Being a 24 volt bike, the two 12 volt panels created just enough power to keep the bike rolling at a decent pace, yet having the sun shining is necessary to make it happen. His plan was to make the two day ride from his home to the seminar and stay the one night at a hotel at the half way point. The first day went great, but day two was overcast and didn’t allow the trip to continue. His wife came to his rescue with their van to bring him and the bike to the seminar.
That actually worked out pretty good, as he said 60 miles on the bike took a lot out of him (and this behind). Other than the lack of sun for day two, the bike has performed well. He has thoughts of marketing his invention, but I haven’t been able to contact him lately so I can’t say how things are going with that.
Although I normally don’t like talking money, now we will. It is said that it takes about 5 to 10 cents for each recharge of an E-bike battery. So if you figure in that price on 1000 recharges (the lifecycle of a E-bike lithium battery?), you are looking at about $50-$100. (The expected life of a quality E-bike lithium battery is 500-1500 recharges over a 3-5 year period). That is small change compared to what solar panels and all the associated gear cost nowadays. If you were shopping solar just for your E-bike, price wise it just wouldn’t make sense. Of course you need to figure in the effect the standard ways to make electrical power has on our environment. Yet making the solar panels has some effect too. So having a full-house solar system that runs everything, and also charges your E-bike would be good, but doing it exclusively for your bike isn’t necessarily that good.

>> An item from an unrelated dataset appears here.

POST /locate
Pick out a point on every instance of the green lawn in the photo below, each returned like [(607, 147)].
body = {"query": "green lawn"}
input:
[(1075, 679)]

So as we wait for new technology to get more efficient and less-expensive solar energy, I do have to say right now it doesn’t add-up for E-bikes. I have read about some new panels that are coming out that will be much better, but I think we are far from the point of using solar to power our E-bikes easily and inexpensively. Time will tell and I am all for the power of the sun to roll me down the road.
Power-up, Turbo Bob.
“Melancholy is incompatible with bicycling.”—James E. Starrs.